We are, in effect, advocating for a comprehensive state-contingent programme that sequences governance and economic targets in a manner that is feasible for a country to implement. The longer horizon over which economic targets would need to be met means that the sharpness of the necessary fiscal correction is spread out over more years, allowing the economy to adjust and reducing the burden of the adjustments on the most vulnerable.

Although our suggestion increases uncertainty in the short term while such a programme is negotiated, it reduces uncertainty in the long term. It strongly incentivizes the Government of Sri Lanka (GoSL) to implement reforms and policies that do not fluctuate with the political cycle. Since negotiations with the IMF began in March 2022 and to meet the conditionality of the EFF, Sri Lanka has developed a new central bank act that promotes greater independence. Further targets such as an independent debt-management office, professional management and corporate governance over state-owned enterprises and the freezing of any tax holidays announced since the suspension of debt payments should be implemented as early milestones in the IMF programme and certainly before the third tranche. The absence of these, among others, will be a major obstacle to a meaningful fiscal and economic recovery.

Our suggestion attempts to balance the need to implement fiscal adjustments with the realities and difficulties of arriving at a sustainable and responsible path for government debt. The combined approach of the IMF, multilateral, bilateral and private creditors must strive towards measures, targets and policies that consider the country’s inherent vulnerabilities and weaknesses and work towards ameliorating them.

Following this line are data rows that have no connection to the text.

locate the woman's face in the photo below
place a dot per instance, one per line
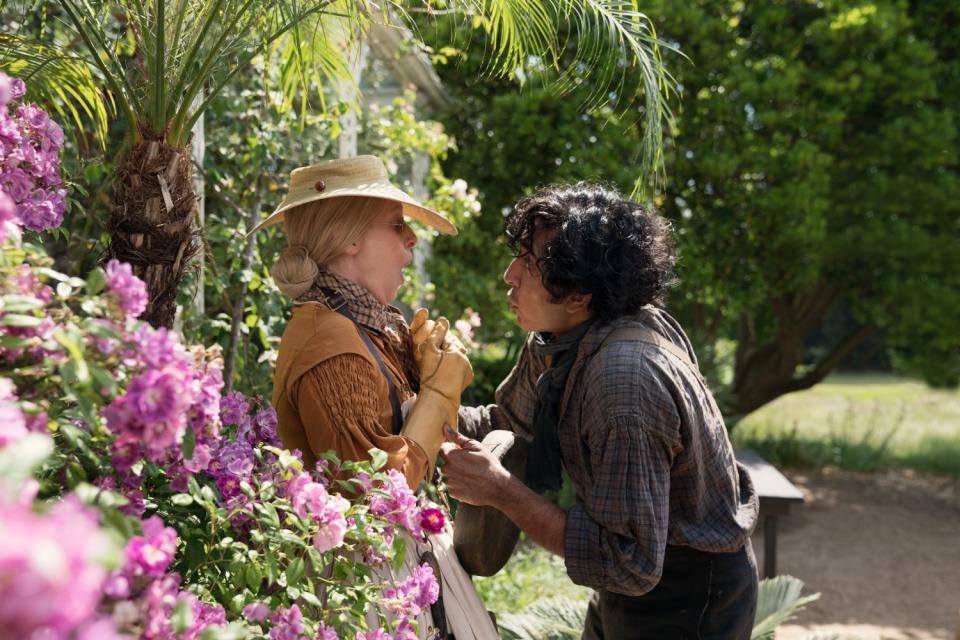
(377, 260)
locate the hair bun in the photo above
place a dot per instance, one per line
(295, 271)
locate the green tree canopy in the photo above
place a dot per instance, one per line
(813, 165)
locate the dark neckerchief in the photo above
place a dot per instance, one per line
(385, 320)
(544, 462)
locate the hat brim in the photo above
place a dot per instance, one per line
(411, 208)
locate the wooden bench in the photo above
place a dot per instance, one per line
(776, 494)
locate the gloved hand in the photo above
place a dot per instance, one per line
(432, 344)
(445, 372)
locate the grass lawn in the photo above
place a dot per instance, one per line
(860, 422)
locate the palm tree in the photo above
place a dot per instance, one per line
(186, 51)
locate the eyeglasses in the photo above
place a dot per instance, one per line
(399, 227)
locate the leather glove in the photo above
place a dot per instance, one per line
(445, 372)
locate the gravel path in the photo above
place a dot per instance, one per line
(882, 549)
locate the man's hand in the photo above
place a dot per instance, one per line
(473, 474)
(440, 357)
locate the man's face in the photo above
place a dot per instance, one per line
(529, 299)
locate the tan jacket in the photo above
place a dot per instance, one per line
(330, 394)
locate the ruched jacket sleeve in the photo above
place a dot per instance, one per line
(337, 401)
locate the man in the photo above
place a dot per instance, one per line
(607, 388)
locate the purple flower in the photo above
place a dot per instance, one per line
(287, 624)
(42, 210)
(159, 599)
(204, 616)
(157, 397)
(431, 520)
(310, 498)
(256, 612)
(17, 89)
(8, 214)
(331, 533)
(129, 290)
(33, 115)
(151, 553)
(414, 594)
(200, 459)
(102, 628)
(266, 421)
(13, 425)
(50, 577)
(6, 90)
(17, 184)
(233, 408)
(400, 506)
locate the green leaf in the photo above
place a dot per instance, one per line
(182, 616)
(14, 303)
(378, 459)
(399, 552)
(189, 442)
(295, 571)
(96, 281)
(288, 536)
(310, 598)
(233, 631)
(778, 600)
(254, 576)
(19, 458)
(95, 496)
(13, 342)
(17, 320)
(181, 499)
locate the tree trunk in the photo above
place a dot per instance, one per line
(151, 224)
(765, 371)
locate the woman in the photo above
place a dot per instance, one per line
(347, 360)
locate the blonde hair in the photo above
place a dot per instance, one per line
(317, 232)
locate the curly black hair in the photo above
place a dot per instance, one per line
(599, 243)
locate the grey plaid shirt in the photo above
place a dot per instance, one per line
(647, 451)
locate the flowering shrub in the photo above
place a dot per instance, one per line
(30, 193)
(136, 502)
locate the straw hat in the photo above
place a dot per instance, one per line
(362, 176)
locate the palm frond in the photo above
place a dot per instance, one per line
(778, 601)
(61, 83)
(320, 52)
(617, 41)
(556, 618)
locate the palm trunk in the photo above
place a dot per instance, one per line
(151, 225)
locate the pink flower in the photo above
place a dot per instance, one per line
(432, 520)
(311, 498)
(13, 425)
(233, 407)
(152, 552)
(414, 594)
(157, 397)
(8, 211)
(51, 579)
(331, 533)
(400, 507)
(256, 612)
(287, 624)
(129, 290)
(326, 633)
(200, 459)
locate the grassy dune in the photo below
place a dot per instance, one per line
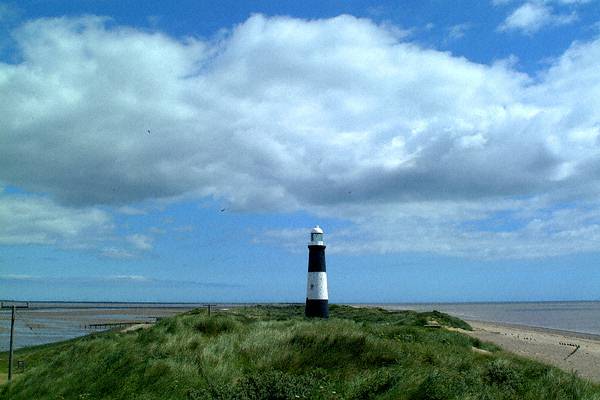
(275, 353)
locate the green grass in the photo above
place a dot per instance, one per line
(269, 352)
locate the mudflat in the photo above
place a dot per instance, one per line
(572, 352)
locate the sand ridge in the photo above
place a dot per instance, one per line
(572, 352)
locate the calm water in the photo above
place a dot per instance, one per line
(52, 322)
(577, 316)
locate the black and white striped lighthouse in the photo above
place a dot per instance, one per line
(316, 290)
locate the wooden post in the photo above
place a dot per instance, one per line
(13, 308)
(12, 334)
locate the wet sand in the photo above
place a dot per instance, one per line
(569, 351)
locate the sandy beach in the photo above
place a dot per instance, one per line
(572, 352)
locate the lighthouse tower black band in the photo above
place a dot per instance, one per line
(317, 302)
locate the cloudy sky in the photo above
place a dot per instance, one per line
(158, 153)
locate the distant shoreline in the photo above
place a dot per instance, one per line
(570, 351)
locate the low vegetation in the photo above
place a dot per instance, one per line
(270, 352)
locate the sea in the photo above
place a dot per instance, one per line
(47, 322)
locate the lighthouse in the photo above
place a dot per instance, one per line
(317, 300)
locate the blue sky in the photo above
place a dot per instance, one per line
(158, 153)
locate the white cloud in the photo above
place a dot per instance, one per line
(458, 31)
(140, 242)
(532, 16)
(338, 117)
(31, 220)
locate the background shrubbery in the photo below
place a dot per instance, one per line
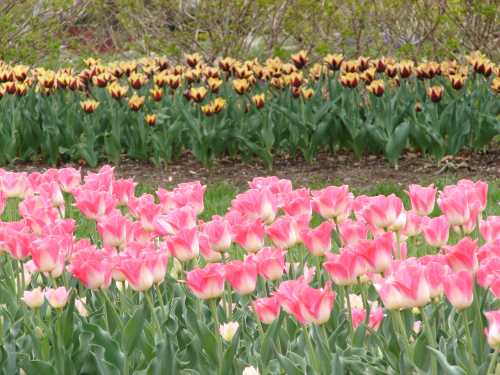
(51, 30)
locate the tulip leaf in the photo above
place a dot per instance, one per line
(447, 368)
(132, 331)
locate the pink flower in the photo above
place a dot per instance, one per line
(352, 231)
(256, 204)
(270, 263)
(316, 304)
(241, 275)
(184, 245)
(422, 199)
(94, 204)
(92, 267)
(490, 228)
(375, 319)
(123, 190)
(385, 212)
(462, 256)
(69, 179)
(436, 231)
(175, 220)
(219, 234)
(47, 253)
(298, 203)
(249, 235)
(493, 330)
(377, 252)
(115, 230)
(458, 288)
(208, 282)
(57, 297)
(404, 287)
(345, 268)
(455, 205)
(267, 309)
(33, 298)
(318, 240)
(284, 232)
(333, 202)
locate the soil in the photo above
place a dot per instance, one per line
(342, 168)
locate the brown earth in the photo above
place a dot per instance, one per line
(341, 168)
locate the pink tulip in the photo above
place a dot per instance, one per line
(92, 267)
(377, 252)
(249, 235)
(298, 203)
(436, 231)
(345, 268)
(454, 204)
(404, 287)
(267, 309)
(115, 230)
(493, 330)
(490, 228)
(219, 234)
(458, 288)
(256, 204)
(241, 275)
(47, 253)
(352, 231)
(318, 240)
(375, 319)
(462, 256)
(270, 263)
(385, 212)
(175, 220)
(184, 245)
(69, 179)
(316, 304)
(333, 202)
(57, 298)
(124, 190)
(422, 199)
(94, 204)
(284, 232)
(206, 250)
(14, 185)
(33, 298)
(208, 282)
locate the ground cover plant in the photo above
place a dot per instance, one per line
(156, 110)
(104, 277)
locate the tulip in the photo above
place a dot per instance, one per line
(493, 330)
(345, 268)
(422, 199)
(333, 202)
(184, 245)
(267, 309)
(249, 235)
(208, 282)
(57, 298)
(241, 275)
(284, 232)
(462, 256)
(458, 288)
(33, 298)
(436, 231)
(319, 240)
(270, 263)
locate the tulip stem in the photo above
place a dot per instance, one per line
(213, 309)
(493, 362)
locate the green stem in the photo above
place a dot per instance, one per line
(213, 309)
(493, 362)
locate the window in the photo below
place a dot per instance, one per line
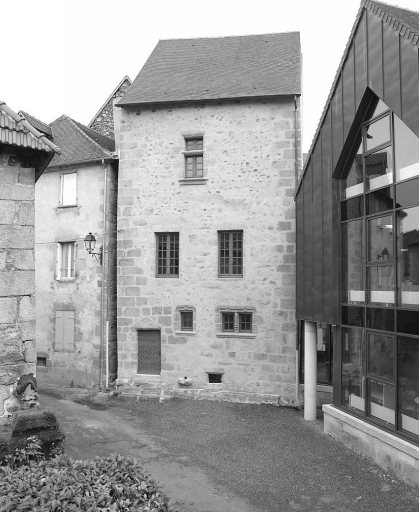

1 World Bank Blog: “External sovereign debt restructurings: Delay and replay,” Clemens Graf von Luckner, Josefin Meyer, Carmen M. Reinhart and Christoph Trebesch, April 6, 2021.



Charles Goodhart, CBE, FBA is Emeritus Professor of Banking and Finance with the Financial Markets Group at the LSE, having previously, 1987-2005, been its Deputy Director. Until retirement in 2002, he had been the Norman Sosnow Professor of Banking and Finance at LSE since 1985. Previously, he had worked at the Bank of England for seventeen years as a monetary adviser, becoming a Chief Adviser in 1980. In 1997 he was appointed one of the outside independent members of the Bank of England’s new Monetary Policy Committee until May 2000.

M Udara Peiris is an Associate Professor of Economics at Oberlin College and a Global Academic Fellow at Verité Research.

Dimitrios P Tsomocos is a Professor of Financial Economics at Saïd Business School and a Fellow in Management at St Edmund Hall, University of Oxford, and was Economic Advisor to the Greek Prime Minister.